I gained a place at the EPSRC-funded research and training centre in 'Physical Sciences for Health' at the University of Birmingham. It focuses on interdisciplinary research at the boundaries between chemistry, physics, biomedicine, engineering and computer science looking to apply skills learnt to address the three main challenges UK healthcare faces: cardiovascular disease, ageing, and trauma. I was still unsure of what exactly I wanted to do a PhD in, I chose this course because of many possible PhD projects offered and the skills I could develop.
I started my Master's with graduates who have backgrounds in physics, chemistry, natural sciences, biochemistry and computer sciences. We began the year being taught by practising clinicians outlining healthcare challenges and how to perform computational analysis with MATLAB. In the second semester, we embarked on two 12 week mini-projects, these had to involve physical science and computational analysis being applied to a biomedical challenge.

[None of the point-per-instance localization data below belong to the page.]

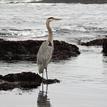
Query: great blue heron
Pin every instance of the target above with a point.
(44, 54)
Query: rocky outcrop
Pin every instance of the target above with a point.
(27, 50)
(97, 42)
(24, 80)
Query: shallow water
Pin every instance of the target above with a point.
(23, 21)
(83, 78)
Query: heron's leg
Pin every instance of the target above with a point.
(42, 77)
(46, 74)
(46, 89)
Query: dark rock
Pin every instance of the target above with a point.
(74, 1)
(97, 42)
(105, 47)
(24, 80)
(27, 50)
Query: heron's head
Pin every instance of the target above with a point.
(50, 19)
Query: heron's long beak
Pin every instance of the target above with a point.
(57, 19)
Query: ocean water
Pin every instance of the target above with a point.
(83, 78)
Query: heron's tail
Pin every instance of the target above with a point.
(40, 68)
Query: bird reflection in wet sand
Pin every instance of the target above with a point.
(43, 100)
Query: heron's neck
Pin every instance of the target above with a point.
(50, 37)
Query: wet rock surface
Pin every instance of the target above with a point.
(24, 80)
(97, 42)
(27, 50)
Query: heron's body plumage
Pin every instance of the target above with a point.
(44, 54)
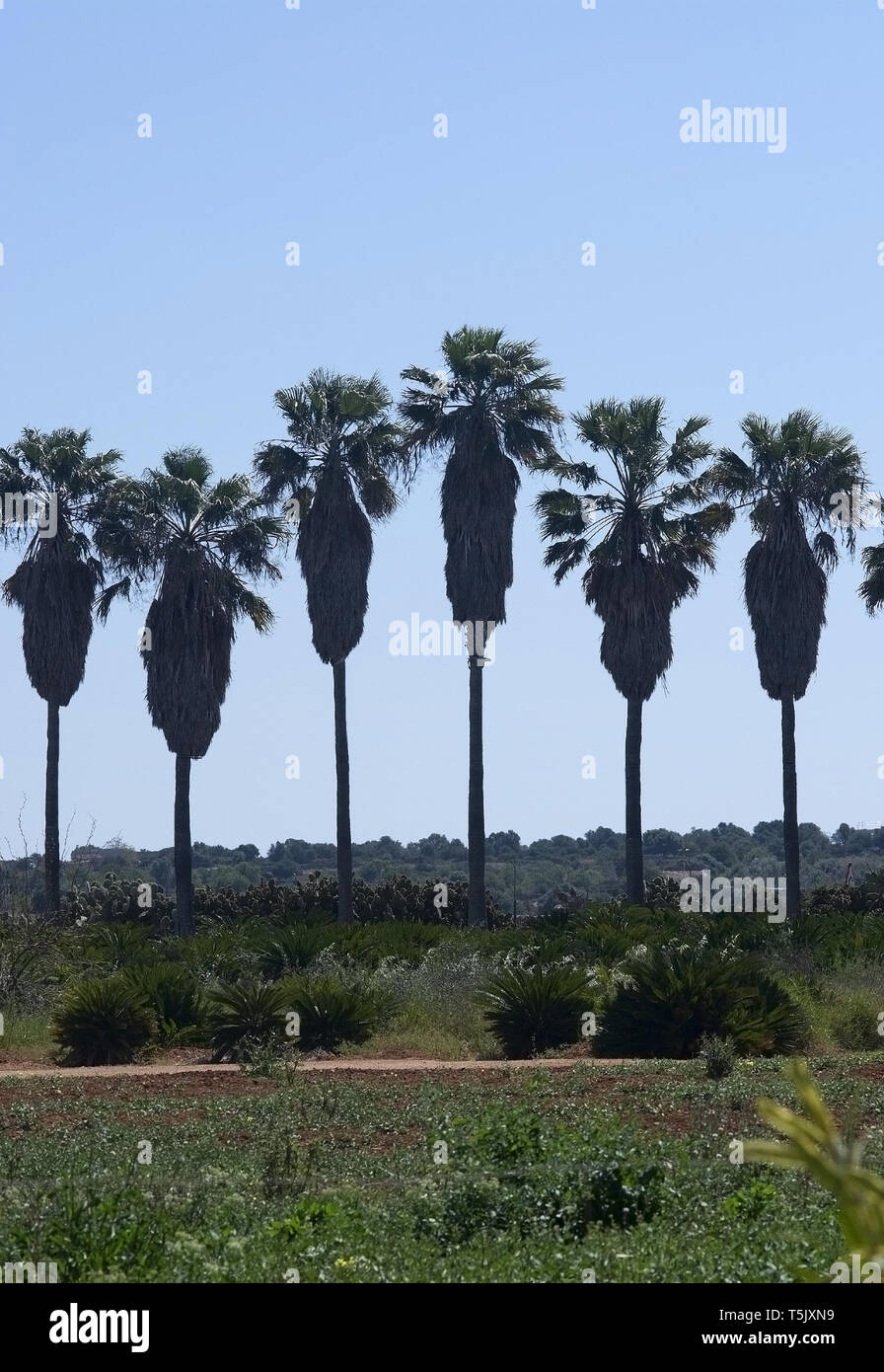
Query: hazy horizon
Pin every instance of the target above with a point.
(169, 254)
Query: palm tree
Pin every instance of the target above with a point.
(336, 467)
(489, 409)
(792, 472)
(55, 583)
(197, 545)
(643, 541)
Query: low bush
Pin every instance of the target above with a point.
(670, 998)
(717, 1055)
(249, 1014)
(855, 1021)
(103, 1023)
(176, 999)
(332, 1013)
(534, 1009)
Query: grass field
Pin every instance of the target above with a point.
(599, 1171)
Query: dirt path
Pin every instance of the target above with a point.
(158, 1069)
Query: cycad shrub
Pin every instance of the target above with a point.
(244, 1016)
(103, 1023)
(534, 1009)
(332, 1013)
(855, 1021)
(672, 996)
(717, 1055)
(176, 999)
(292, 949)
(407, 940)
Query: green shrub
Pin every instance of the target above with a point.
(176, 999)
(249, 1013)
(113, 947)
(855, 1024)
(292, 949)
(670, 998)
(332, 1013)
(613, 1196)
(532, 1009)
(718, 1056)
(116, 900)
(407, 940)
(103, 1023)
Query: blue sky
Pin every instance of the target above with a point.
(317, 125)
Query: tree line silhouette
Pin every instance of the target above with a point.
(641, 526)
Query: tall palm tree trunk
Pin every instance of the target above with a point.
(476, 801)
(341, 762)
(789, 811)
(184, 854)
(634, 861)
(52, 865)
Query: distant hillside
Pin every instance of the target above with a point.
(594, 865)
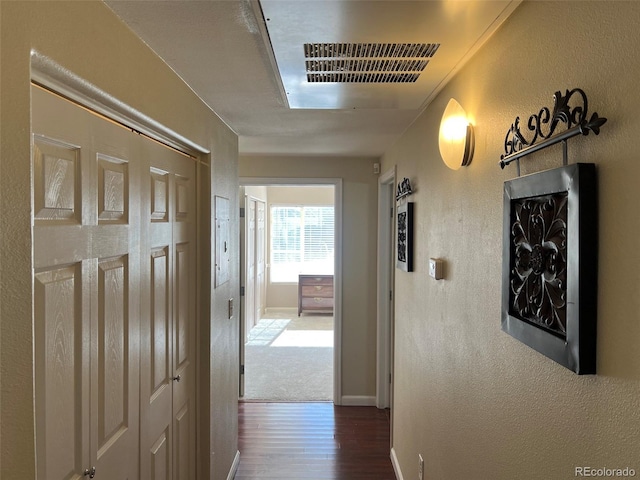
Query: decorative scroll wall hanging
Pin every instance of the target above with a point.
(549, 278)
(544, 128)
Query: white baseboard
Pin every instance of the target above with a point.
(268, 310)
(358, 401)
(234, 466)
(396, 465)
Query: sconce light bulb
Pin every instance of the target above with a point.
(455, 137)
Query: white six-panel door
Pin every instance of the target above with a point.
(114, 306)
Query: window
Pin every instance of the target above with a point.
(301, 241)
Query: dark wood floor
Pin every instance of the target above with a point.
(304, 441)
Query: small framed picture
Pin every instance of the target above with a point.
(550, 264)
(404, 229)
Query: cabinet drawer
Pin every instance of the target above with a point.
(319, 280)
(317, 290)
(313, 303)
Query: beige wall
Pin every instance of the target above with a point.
(476, 403)
(88, 40)
(358, 254)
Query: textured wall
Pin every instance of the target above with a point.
(358, 254)
(476, 403)
(89, 40)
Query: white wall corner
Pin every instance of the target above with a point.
(396, 465)
(234, 466)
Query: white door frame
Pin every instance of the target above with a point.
(384, 360)
(337, 270)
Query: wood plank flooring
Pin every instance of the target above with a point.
(313, 441)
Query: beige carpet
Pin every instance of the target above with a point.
(290, 358)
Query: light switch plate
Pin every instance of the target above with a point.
(435, 268)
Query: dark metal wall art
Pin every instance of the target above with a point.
(404, 229)
(404, 189)
(549, 285)
(544, 128)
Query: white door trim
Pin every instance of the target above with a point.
(386, 209)
(337, 271)
(56, 78)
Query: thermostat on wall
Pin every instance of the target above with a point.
(435, 268)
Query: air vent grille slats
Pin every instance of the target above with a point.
(367, 62)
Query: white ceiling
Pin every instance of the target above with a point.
(246, 60)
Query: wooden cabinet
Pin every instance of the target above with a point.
(315, 293)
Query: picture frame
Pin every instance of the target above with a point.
(549, 275)
(404, 237)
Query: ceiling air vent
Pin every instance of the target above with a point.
(367, 62)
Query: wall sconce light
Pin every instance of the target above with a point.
(456, 137)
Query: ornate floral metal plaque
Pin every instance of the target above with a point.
(550, 264)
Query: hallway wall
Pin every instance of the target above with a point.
(475, 402)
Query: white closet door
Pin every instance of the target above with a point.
(86, 279)
(168, 371)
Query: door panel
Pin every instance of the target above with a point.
(85, 241)
(250, 285)
(260, 258)
(62, 380)
(113, 343)
(115, 292)
(168, 320)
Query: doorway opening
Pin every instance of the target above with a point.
(290, 316)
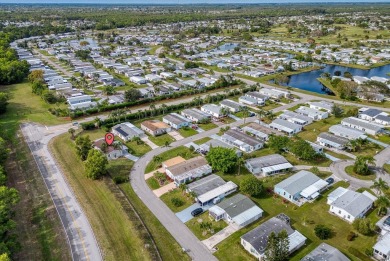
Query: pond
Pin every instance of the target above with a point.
(308, 80)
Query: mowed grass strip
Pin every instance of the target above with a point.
(116, 234)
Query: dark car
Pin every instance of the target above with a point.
(197, 212)
(330, 180)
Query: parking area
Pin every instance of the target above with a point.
(185, 215)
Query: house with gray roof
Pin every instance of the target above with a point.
(127, 131)
(347, 132)
(285, 126)
(238, 209)
(363, 125)
(382, 248)
(325, 252)
(176, 121)
(231, 105)
(312, 113)
(256, 240)
(242, 140)
(300, 187)
(322, 105)
(349, 205)
(195, 115)
(332, 141)
(295, 118)
(268, 165)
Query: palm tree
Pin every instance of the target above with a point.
(72, 131)
(380, 185)
(245, 112)
(382, 203)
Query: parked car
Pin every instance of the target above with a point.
(197, 212)
(330, 180)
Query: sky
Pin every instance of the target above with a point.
(181, 1)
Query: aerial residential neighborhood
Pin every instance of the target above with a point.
(212, 130)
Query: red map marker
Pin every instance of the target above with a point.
(109, 138)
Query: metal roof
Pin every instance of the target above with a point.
(298, 182)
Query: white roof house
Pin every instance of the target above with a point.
(312, 113)
(213, 110)
(363, 125)
(285, 126)
(349, 205)
(238, 209)
(347, 132)
(268, 165)
(300, 187)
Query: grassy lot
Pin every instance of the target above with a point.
(177, 193)
(101, 207)
(323, 162)
(337, 155)
(24, 106)
(187, 132)
(207, 126)
(161, 140)
(352, 173)
(169, 249)
(270, 105)
(311, 131)
(201, 141)
(195, 226)
(179, 151)
(153, 183)
(304, 221)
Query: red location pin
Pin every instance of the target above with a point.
(109, 138)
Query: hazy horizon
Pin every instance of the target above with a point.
(181, 2)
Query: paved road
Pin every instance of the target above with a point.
(81, 239)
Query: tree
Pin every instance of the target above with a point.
(277, 247)
(72, 131)
(83, 146)
(380, 185)
(4, 151)
(132, 95)
(302, 149)
(96, 164)
(222, 159)
(322, 232)
(361, 165)
(363, 226)
(4, 97)
(382, 203)
(251, 185)
(278, 143)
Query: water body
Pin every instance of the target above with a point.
(308, 80)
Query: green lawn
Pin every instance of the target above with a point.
(137, 149)
(169, 249)
(161, 140)
(337, 155)
(304, 221)
(101, 207)
(352, 173)
(177, 193)
(387, 168)
(153, 183)
(195, 226)
(179, 151)
(25, 106)
(187, 132)
(201, 141)
(207, 126)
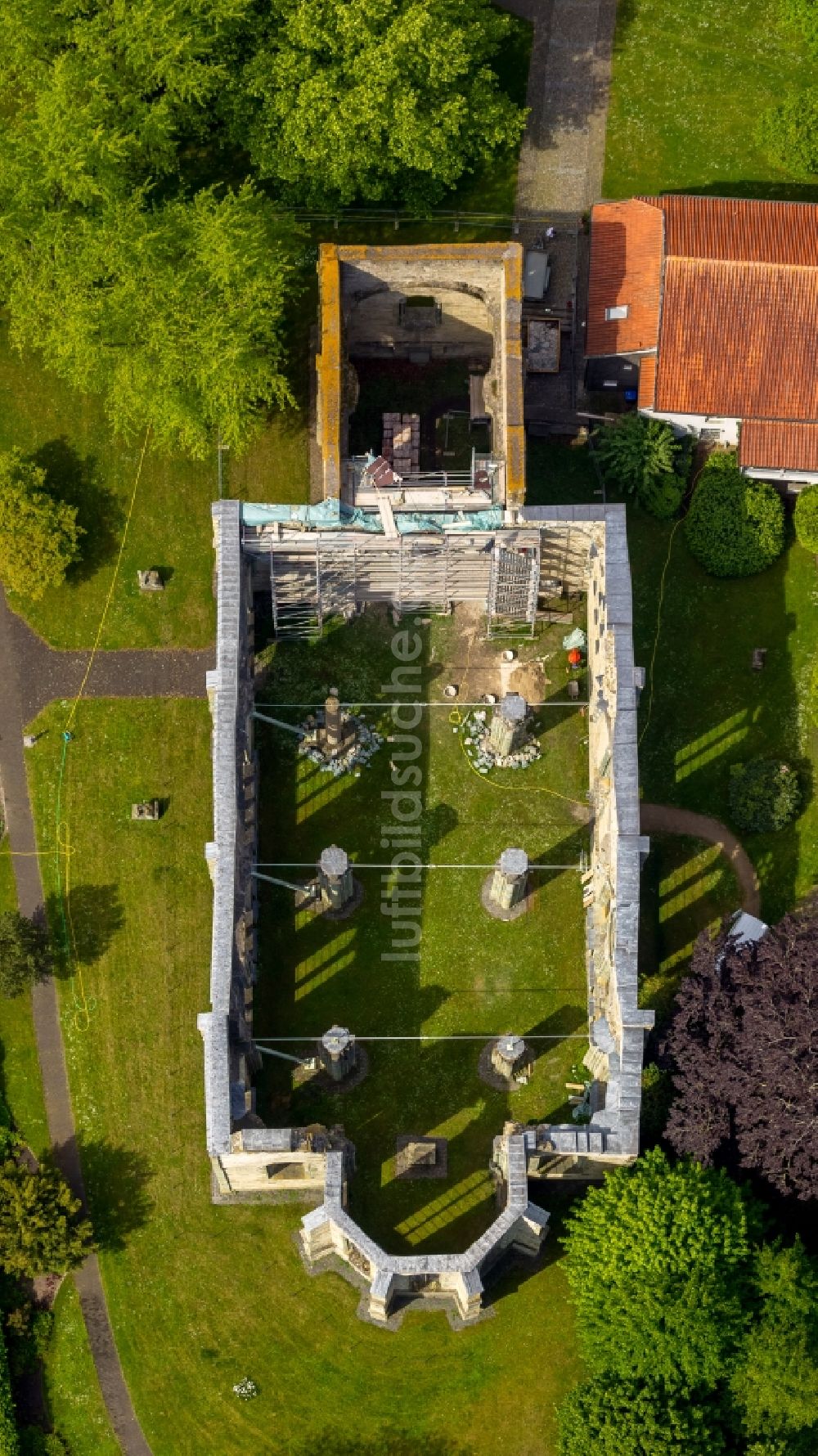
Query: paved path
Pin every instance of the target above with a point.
(564, 151)
(31, 675)
(664, 819)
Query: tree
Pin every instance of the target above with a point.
(735, 526)
(39, 536)
(788, 133)
(614, 1417)
(384, 101)
(24, 953)
(805, 519)
(802, 15)
(657, 1260)
(645, 459)
(175, 317)
(41, 1230)
(765, 793)
(743, 1045)
(776, 1381)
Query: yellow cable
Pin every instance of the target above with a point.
(111, 587)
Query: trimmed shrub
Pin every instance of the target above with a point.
(735, 526)
(765, 793)
(788, 133)
(645, 459)
(805, 519)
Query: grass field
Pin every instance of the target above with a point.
(689, 85)
(474, 976)
(201, 1296)
(703, 707)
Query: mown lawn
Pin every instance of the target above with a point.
(703, 707)
(201, 1296)
(474, 976)
(689, 85)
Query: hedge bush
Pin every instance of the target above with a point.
(805, 519)
(646, 461)
(765, 793)
(735, 526)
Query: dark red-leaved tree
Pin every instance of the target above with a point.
(743, 1047)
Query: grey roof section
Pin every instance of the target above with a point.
(227, 516)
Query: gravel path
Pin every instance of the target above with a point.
(664, 819)
(562, 158)
(31, 676)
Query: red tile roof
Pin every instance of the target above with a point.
(728, 289)
(773, 446)
(627, 268)
(739, 339)
(739, 231)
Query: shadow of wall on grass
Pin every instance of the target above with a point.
(83, 925)
(73, 478)
(117, 1184)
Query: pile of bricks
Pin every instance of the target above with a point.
(402, 442)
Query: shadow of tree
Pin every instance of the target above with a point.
(117, 1187)
(73, 478)
(85, 922)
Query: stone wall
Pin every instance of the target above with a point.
(481, 290)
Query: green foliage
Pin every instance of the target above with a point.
(789, 133)
(765, 793)
(24, 954)
(185, 334)
(347, 99)
(805, 519)
(645, 459)
(39, 536)
(41, 1230)
(735, 526)
(776, 1382)
(614, 1417)
(657, 1260)
(9, 1443)
(802, 16)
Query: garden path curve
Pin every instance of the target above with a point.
(666, 819)
(31, 676)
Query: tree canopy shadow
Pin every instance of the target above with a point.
(73, 478)
(83, 925)
(117, 1185)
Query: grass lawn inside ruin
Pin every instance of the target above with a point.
(203, 1296)
(472, 974)
(689, 85)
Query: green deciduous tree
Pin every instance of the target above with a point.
(789, 133)
(765, 795)
(375, 99)
(735, 526)
(658, 1260)
(776, 1381)
(39, 536)
(41, 1230)
(24, 954)
(645, 459)
(805, 519)
(614, 1417)
(173, 317)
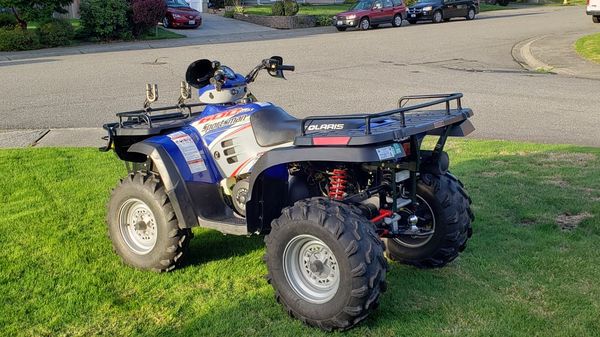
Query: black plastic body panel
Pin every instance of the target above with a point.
(416, 123)
(175, 187)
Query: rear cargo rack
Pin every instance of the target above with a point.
(402, 110)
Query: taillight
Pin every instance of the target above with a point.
(331, 140)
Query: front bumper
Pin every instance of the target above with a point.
(419, 16)
(186, 23)
(345, 23)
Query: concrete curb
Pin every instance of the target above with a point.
(549, 53)
(68, 137)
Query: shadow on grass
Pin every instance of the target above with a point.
(513, 279)
(210, 245)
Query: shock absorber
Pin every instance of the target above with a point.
(337, 184)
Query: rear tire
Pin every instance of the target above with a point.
(397, 21)
(364, 24)
(437, 17)
(325, 263)
(452, 217)
(470, 14)
(142, 225)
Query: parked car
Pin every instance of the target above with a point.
(371, 13)
(180, 14)
(593, 9)
(442, 10)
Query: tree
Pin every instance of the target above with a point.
(25, 10)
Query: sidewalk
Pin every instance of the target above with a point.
(210, 36)
(555, 53)
(80, 137)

My first mini-project, looked at the development of nanoparticles used to track cells in the liver. I synthesised nanoparticles in a wet lab as well as growing and maintaining cell cultures- something that as a physicist I never thought I would be able to do! For my second mini-project, I analysed MRI data, looking at new models that could be used to explain how water and blood move within the brain.
I have finished the Master's year and now started a PhD continuing with the research into the fundamental nature of how water and blood move within tissue. My supervisors have backgrounds in Medicine, Electronic Engineering, Chemistry and Computer Sciences respectively. I'm just starting out in interdisciplinary research yet I've already had some incredible experiences and learnt valuable lessons:
- Interdisciplinary Research means that you have to be competent at explaining yourself. Communicating with supervisors from multiple backgrounds means that you have to stop using the jargon seen in journals. You need to be prepared to explain yourself via a range of thought processes which requires a strong understanding of the topic you're discussing.
- You can't be an expert in everything. As much as I'd love to learn everything in science you need to find your limits. Some topics will have to fall outside the scope of your research. This is challenging and definitely a learning curve I'm still on.
- Interdisciplinary research puts you in charge of your PhD. With many different supervisors, you become the primary focus of your PhD, you're the only one who is going to be able to truly understand every aspect of it. It sounds daunting, but ultimately, you're in control of the direction the project goes in.
The University of Birmingham Physical Sciences for Health Centre focuses on research at the interface between chemical, physical, biomedical, engineering and computer science. The programme trains a new generation of scientists as interdisciplinary researchers with a broad skill-base who will be at the forefront of developing physical science to contribute to breakthroughs in biomedical sciences and healthcare.